Swinney concerned his son may one day have to fight in war amid global tensions

Swinney concerned his son may one day have to fight in war amid global tensions

Scotland’s First Minister has said he is concerned his teenage son Matthew may have to fight in a war as he expressed “anxiety” at the state of the world.

Since the end of the Second World War, global relations have been governed by a “rules-based international order”, John Swinney said.

But in recent years, international relationships and alliances have frayed and led to tensions across the globe.

Speaking on the BBC’s Political Thinking podcast – released on Friday – the First Minister said he had been brought up surrounded by the idea of losing loved ones to conflict, pointing to his uncle’s death in the final days of the Second World War and its impact on his mother.

“I saw in my mother the agony that she still experienced about the loss of a 21-year-old brother in the last days of the Second World War,” he said.

“All of that is really meaningful for me about the fact that we should cherish what we have experienced since the Second World War, over that period of peace and stability and order, but it does feel much weaker today.”

Asked if he is concerned about the possibility son Matthew could be drawn in to a conflict, the First Minister said: “Yes.

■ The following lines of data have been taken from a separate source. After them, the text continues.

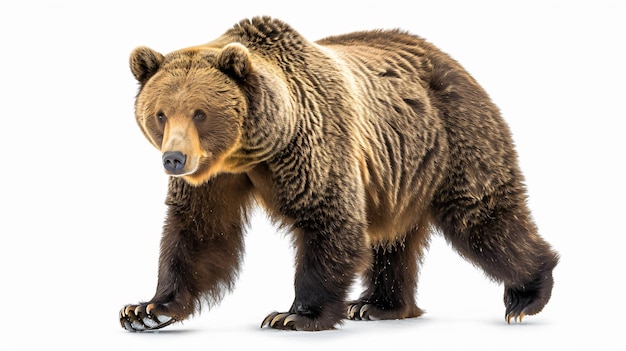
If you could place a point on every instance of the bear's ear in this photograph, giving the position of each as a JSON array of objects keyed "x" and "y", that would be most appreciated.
[
  {"x": 144, "y": 62},
  {"x": 234, "y": 60}
]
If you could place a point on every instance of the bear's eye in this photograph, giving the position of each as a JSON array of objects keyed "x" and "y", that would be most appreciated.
[{"x": 199, "y": 116}]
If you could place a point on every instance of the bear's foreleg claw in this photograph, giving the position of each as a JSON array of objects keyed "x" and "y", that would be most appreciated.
[{"x": 143, "y": 317}]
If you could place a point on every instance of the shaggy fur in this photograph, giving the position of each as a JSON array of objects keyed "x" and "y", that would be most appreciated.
[{"x": 361, "y": 145}]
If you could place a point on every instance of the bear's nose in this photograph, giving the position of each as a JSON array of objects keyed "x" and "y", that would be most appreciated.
[{"x": 174, "y": 161}]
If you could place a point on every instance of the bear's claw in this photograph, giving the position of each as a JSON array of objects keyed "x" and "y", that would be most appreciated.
[
  {"x": 139, "y": 318},
  {"x": 295, "y": 321},
  {"x": 360, "y": 311}
]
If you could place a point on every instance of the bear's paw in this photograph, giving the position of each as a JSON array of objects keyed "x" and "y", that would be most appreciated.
[
  {"x": 365, "y": 311},
  {"x": 295, "y": 321},
  {"x": 144, "y": 317}
]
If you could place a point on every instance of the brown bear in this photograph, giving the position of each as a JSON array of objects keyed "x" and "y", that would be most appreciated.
[{"x": 361, "y": 145}]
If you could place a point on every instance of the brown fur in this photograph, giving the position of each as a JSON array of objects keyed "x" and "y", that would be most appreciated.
[{"x": 360, "y": 144}]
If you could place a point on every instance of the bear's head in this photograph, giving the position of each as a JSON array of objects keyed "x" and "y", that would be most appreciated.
[{"x": 194, "y": 105}]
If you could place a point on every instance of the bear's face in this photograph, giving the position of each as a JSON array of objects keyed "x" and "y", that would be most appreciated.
[{"x": 191, "y": 108}]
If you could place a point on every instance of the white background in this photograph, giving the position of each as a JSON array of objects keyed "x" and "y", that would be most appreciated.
[{"x": 82, "y": 191}]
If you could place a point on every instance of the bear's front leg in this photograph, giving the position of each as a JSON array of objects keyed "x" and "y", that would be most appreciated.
[
  {"x": 201, "y": 250},
  {"x": 329, "y": 255}
]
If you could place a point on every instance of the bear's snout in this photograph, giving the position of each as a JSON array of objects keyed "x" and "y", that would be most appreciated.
[{"x": 174, "y": 162}]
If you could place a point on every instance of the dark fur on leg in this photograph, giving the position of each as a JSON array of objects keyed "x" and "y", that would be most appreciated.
[
  {"x": 503, "y": 241},
  {"x": 201, "y": 251},
  {"x": 391, "y": 281}
]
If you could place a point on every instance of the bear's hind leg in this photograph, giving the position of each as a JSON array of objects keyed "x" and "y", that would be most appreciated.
[
  {"x": 391, "y": 282},
  {"x": 503, "y": 241}
]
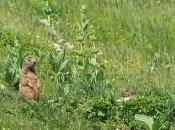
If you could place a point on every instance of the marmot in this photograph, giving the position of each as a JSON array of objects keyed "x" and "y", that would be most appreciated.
[{"x": 29, "y": 82}]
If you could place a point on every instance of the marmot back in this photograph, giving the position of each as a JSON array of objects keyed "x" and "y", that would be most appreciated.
[{"x": 29, "y": 83}]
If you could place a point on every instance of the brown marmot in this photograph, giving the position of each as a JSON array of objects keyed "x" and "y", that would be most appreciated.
[{"x": 29, "y": 82}]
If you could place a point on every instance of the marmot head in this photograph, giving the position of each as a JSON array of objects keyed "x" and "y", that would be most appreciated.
[{"x": 29, "y": 64}]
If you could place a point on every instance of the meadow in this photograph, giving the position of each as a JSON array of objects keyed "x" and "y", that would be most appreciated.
[{"x": 88, "y": 52}]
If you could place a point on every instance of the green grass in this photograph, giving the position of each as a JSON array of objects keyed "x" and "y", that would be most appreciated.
[{"x": 137, "y": 41}]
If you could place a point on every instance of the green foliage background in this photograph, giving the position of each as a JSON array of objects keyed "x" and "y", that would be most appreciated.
[{"x": 88, "y": 51}]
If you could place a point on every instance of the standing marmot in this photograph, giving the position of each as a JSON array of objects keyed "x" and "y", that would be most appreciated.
[{"x": 29, "y": 83}]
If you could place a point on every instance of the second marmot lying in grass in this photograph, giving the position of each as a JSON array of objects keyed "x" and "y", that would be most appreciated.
[{"x": 29, "y": 83}]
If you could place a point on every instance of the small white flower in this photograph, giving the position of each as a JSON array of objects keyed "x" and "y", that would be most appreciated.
[{"x": 45, "y": 22}]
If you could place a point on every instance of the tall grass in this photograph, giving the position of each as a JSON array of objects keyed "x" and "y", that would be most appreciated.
[{"x": 106, "y": 46}]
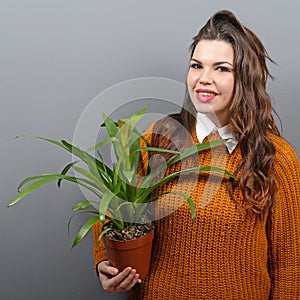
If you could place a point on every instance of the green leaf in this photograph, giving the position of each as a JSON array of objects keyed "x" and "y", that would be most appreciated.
[
  {"x": 84, "y": 204},
  {"x": 47, "y": 178},
  {"x": 65, "y": 171},
  {"x": 106, "y": 198},
  {"x": 84, "y": 230}
]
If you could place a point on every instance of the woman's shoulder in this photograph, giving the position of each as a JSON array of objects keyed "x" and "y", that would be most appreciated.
[{"x": 285, "y": 154}]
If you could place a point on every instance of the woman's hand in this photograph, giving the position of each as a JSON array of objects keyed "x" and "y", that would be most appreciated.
[{"x": 112, "y": 281}]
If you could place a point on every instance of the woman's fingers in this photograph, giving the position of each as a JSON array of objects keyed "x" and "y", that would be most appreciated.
[
  {"x": 104, "y": 267},
  {"x": 113, "y": 282}
]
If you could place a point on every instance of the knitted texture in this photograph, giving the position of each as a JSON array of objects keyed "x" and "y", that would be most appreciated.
[{"x": 224, "y": 254}]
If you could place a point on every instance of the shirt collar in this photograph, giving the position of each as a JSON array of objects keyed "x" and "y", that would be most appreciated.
[{"x": 204, "y": 127}]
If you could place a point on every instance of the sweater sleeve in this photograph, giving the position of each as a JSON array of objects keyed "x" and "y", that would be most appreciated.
[{"x": 284, "y": 227}]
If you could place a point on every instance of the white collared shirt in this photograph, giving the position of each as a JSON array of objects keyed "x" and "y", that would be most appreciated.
[{"x": 204, "y": 127}]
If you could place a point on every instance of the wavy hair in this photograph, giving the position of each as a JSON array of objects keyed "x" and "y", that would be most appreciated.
[{"x": 250, "y": 110}]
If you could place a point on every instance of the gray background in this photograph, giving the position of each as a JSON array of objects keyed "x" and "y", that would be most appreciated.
[{"x": 55, "y": 57}]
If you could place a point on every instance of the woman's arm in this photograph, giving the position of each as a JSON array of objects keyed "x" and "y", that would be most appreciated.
[{"x": 284, "y": 227}]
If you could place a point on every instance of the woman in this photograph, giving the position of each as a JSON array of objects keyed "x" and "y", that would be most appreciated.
[{"x": 245, "y": 243}]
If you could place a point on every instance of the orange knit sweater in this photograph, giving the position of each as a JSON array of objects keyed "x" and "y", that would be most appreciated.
[{"x": 224, "y": 254}]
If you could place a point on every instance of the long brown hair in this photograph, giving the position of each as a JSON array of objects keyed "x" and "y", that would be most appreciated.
[{"x": 250, "y": 111}]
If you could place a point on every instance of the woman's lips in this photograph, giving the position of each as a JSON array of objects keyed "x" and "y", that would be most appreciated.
[{"x": 205, "y": 95}]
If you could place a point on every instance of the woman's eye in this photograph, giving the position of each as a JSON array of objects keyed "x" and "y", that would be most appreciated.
[
  {"x": 223, "y": 69},
  {"x": 196, "y": 66}
]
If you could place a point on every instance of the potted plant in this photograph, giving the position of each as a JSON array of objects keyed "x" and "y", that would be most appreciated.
[{"x": 121, "y": 194}]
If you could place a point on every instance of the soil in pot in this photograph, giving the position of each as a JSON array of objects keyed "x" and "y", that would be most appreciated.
[{"x": 124, "y": 252}]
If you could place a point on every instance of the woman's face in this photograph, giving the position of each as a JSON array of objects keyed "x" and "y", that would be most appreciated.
[{"x": 210, "y": 79}]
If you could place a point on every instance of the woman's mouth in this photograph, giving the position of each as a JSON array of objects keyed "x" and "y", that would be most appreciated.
[{"x": 205, "y": 95}]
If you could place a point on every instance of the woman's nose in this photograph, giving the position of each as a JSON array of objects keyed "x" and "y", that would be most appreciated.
[{"x": 205, "y": 77}]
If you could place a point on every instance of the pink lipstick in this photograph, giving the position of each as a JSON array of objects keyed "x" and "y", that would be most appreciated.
[{"x": 205, "y": 95}]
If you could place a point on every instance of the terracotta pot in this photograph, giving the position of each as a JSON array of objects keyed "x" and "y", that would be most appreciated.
[{"x": 133, "y": 253}]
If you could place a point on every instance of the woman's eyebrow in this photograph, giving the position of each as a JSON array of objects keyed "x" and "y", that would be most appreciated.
[{"x": 214, "y": 64}]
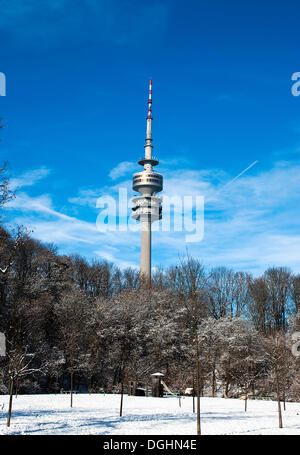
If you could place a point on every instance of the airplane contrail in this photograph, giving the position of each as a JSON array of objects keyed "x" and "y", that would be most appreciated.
[{"x": 235, "y": 178}]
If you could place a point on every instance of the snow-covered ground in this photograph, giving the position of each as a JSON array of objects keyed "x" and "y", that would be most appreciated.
[{"x": 99, "y": 414}]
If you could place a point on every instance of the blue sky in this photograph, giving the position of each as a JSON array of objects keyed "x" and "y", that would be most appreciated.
[{"x": 77, "y": 76}]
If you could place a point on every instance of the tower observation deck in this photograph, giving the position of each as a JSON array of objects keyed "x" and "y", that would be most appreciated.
[{"x": 147, "y": 207}]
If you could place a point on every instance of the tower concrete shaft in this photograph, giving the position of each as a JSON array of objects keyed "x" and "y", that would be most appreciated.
[{"x": 147, "y": 208}]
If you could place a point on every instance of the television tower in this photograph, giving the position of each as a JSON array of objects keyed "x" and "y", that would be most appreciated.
[{"x": 147, "y": 207}]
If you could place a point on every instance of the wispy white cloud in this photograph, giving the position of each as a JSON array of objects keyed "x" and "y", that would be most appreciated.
[
  {"x": 29, "y": 178},
  {"x": 123, "y": 168},
  {"x": 119, "y": 21},
  {"x": 251, "y": 224}
]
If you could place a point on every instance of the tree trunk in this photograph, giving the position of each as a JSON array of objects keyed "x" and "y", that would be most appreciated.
[
  {"x": 197, "y": 382},
  {"x": 71, "y": 388},
  {"x": 226, "y": 389},
  {"x": 193, "y": 394},
  {"x": 121, "y": 403},
  {"x": 213, "y": 385},
  {"x": 246, "y": 396},
  {"x": 278, "y": 401},
  {"x": 11, "y": 389}
]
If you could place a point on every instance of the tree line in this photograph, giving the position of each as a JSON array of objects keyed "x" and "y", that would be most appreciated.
[{"x": 72, "y": 324}]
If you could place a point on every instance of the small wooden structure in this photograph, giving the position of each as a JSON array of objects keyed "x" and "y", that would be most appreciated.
[{"x": 157, "y": 387}]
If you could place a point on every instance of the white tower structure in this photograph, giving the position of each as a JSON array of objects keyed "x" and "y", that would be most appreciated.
[{"x": 147, "y": 207}]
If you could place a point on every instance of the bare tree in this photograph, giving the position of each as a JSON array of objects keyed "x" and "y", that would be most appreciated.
[{"x": 19, "y": 366}]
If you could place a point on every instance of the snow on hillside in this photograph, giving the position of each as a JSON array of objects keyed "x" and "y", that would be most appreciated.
[{"x": 99, "y": 414}]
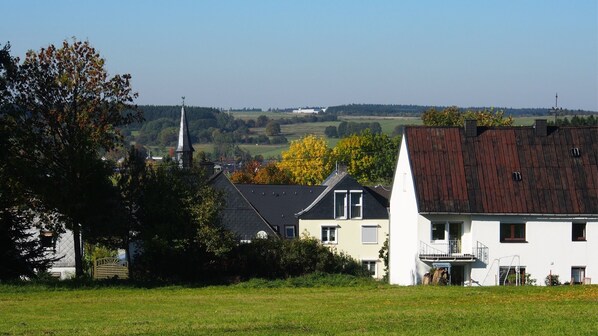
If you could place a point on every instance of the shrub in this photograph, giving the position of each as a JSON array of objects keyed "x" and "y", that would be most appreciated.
[
  {"x": 552, "y": 280},
  {"x": 276, "y": 259}
]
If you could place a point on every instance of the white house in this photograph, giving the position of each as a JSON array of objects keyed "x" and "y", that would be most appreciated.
[{"x": 492, "y": 205}]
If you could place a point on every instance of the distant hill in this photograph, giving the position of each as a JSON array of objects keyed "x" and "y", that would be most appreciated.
[{"x": 417, "y": 110}]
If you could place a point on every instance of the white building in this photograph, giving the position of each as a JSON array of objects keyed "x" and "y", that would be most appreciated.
[{"x": 493, "y": 205}]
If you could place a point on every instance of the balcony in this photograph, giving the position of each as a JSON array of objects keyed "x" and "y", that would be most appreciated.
[{"x": 452, "y": 251}]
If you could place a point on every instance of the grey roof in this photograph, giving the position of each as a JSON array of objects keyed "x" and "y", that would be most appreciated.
[
  {"x": 184, "y": 144},
  {"x": 375, "y": 205},
  {"x": 278, "y": 204},
  {"x": 238, "y": 215},
  {"x": 332, "y": 180}
]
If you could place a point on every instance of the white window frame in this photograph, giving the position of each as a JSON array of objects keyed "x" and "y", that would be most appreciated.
[
  {"x": 345, "y": 196},
  {"x": 369, "y": 226},
  {"x": 370, "y": 261},
  {"x": 329, "y": 228},
  {"x": 581, "y": 270},
  {"x": 444, "y": 229},
  {"x": 360, "y": 204},
  {"x": 294, "y": 231}
]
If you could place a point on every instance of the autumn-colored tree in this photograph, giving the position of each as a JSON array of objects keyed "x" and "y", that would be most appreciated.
[
  {"x": 453, "y": 116},
  {"x": 66, "y": 111},
  {"x": 308, "y": 160},
  {"x": 370, "y": 157},
  {"x": 272, "y": 174}
]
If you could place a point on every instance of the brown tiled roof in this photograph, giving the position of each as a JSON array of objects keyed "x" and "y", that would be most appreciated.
[{"x": 458, "y": 174}]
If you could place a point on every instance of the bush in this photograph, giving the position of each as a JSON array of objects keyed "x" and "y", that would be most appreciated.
[
  {"x": 552, "y": 280},
  {"x": 276, "y": 259}
]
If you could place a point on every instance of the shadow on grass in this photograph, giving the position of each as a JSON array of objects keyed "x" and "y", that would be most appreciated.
[{"x": 305, "y": 281}]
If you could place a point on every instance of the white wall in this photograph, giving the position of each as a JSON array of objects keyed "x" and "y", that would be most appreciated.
[
  {"x": 349, "y": 238},
  {"x": 549, "y": 247},
  {"x": 404, "y": 223}
]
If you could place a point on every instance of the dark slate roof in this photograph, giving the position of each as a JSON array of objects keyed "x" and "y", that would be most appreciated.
[
  {"x": 374, "y": 206},
  {"x": 238, "y": 215},
  {"x": 458, "y": 174},
  {"x": 278, "y": 204}
]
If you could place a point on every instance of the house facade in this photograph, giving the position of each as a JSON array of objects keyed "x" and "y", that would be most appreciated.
[
  {"x": 495, "y": 206},
  {"x": 349, "y": 218}
]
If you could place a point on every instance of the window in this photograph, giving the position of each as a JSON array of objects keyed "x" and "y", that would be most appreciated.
[
  {"x": 356, "y": 204},
  {"x": 289, "y": 231},
  {"x": 438, "y": 231},
  {"x": 370, "y": 266},
  {"x": 578, "y": 232},
  {"x": 340, "y": 204},
  {"x": 578, "y": 275},
  {"x": 510, "y": 276},
  {"x": 328, "y": 234},
  {"x": 369, "y": 234},
  {"x": 47, "y": 239},
  {"x": 512, "y": 233}
]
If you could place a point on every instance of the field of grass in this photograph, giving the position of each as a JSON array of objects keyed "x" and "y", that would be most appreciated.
[
  {"x": 371, "y": 309},
  {"x": 296, "y": 131}
]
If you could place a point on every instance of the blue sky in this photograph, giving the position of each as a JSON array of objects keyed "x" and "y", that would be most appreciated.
[{"x": 321, "y": 53}]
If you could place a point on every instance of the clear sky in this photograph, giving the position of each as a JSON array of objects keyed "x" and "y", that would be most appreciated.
[{"x": 277, "y": 53}]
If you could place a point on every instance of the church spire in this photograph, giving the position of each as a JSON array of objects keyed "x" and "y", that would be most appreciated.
[{"x": 184, "y": 151}]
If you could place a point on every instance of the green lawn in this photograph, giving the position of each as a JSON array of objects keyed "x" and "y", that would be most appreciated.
[{"x": 370, "y": 309}]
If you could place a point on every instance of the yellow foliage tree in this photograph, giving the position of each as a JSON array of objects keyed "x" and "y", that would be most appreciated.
[
  {"x": 370, "y": 157},
  {"x": 308, "y": 160}
]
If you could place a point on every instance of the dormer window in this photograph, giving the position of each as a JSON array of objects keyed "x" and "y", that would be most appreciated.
[
  {"x": 356, "y": 204},
  {"x": 348, "y": 204},
  {"x": 340, "y": 204}
]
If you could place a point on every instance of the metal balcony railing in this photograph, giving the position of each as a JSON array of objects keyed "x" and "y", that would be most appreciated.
[{"x": 452, "y": 250}]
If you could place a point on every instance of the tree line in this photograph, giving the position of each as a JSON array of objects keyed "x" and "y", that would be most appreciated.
[{"x": 60, "y": 113}]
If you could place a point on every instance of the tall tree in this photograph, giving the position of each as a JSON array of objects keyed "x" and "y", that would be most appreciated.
[
  {"x": 68, "y": 111},
  {"x": 308, "y": 160},
  {"x": 20, "y": 250},
  {"x": 370, "y": 157}
]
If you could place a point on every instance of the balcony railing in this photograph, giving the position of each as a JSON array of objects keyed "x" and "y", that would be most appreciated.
[{"x": 452, "y": 250}]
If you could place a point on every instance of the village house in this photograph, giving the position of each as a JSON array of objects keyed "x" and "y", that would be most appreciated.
[
  {"x": 495, "y": 206},
  {"x": 341, "y": 213}
]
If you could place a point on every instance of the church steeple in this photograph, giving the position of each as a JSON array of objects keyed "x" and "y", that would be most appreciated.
[{"x": 184, "y": 150}]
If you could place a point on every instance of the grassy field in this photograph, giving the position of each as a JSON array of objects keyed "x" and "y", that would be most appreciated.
[
  {"x": 296, "y": 131},
  {"x": 373, "y": 309}
]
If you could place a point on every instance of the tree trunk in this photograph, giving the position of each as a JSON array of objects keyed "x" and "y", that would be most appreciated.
[{"x": 78, "y": 251}]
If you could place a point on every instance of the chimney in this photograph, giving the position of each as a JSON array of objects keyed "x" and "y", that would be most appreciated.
[
  {"x": 208, "y": 167},
  {"x": 471, "y": 128},
  {"x": 541, "y": 127}
]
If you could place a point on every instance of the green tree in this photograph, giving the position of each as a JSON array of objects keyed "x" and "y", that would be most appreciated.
[
  {"x": 20, "y": 249},
  {"x": 370, "y": 157},
  {"x": 308, "y": 160},
  {"x": 176, "y": 224},
  {"x": 68, "y": 111},
  {"x": 453, "y": 116}
]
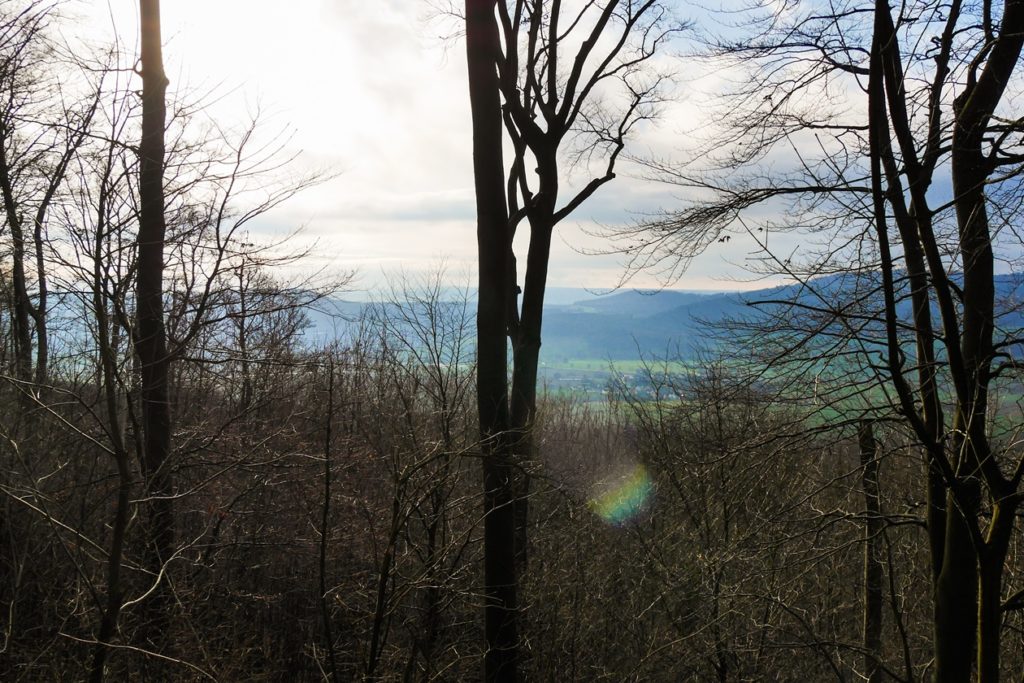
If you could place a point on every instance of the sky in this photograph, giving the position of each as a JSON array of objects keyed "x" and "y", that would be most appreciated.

“The risk of conflict has never disappeared, but it has been in locations remote from where we are.

“I think what changed a lot of my thinking was the invasion of Ukraine, because literally within days of the invasion of Ukraine, we began to feel the effects in our own community.

“We felt some economic effects directly and immediately because of energy costs, for example, we then felt the impact where we had to welcome – which we did warmly and enthusiastically – people from Ukraine coming to Scotland as refugees.

“I think what that all did to me was to say this has all come a lot closer to home.

“I worry that the precious inheritance that came to our generation from the suffering of the Second World War is now in jeopardy for future generations.”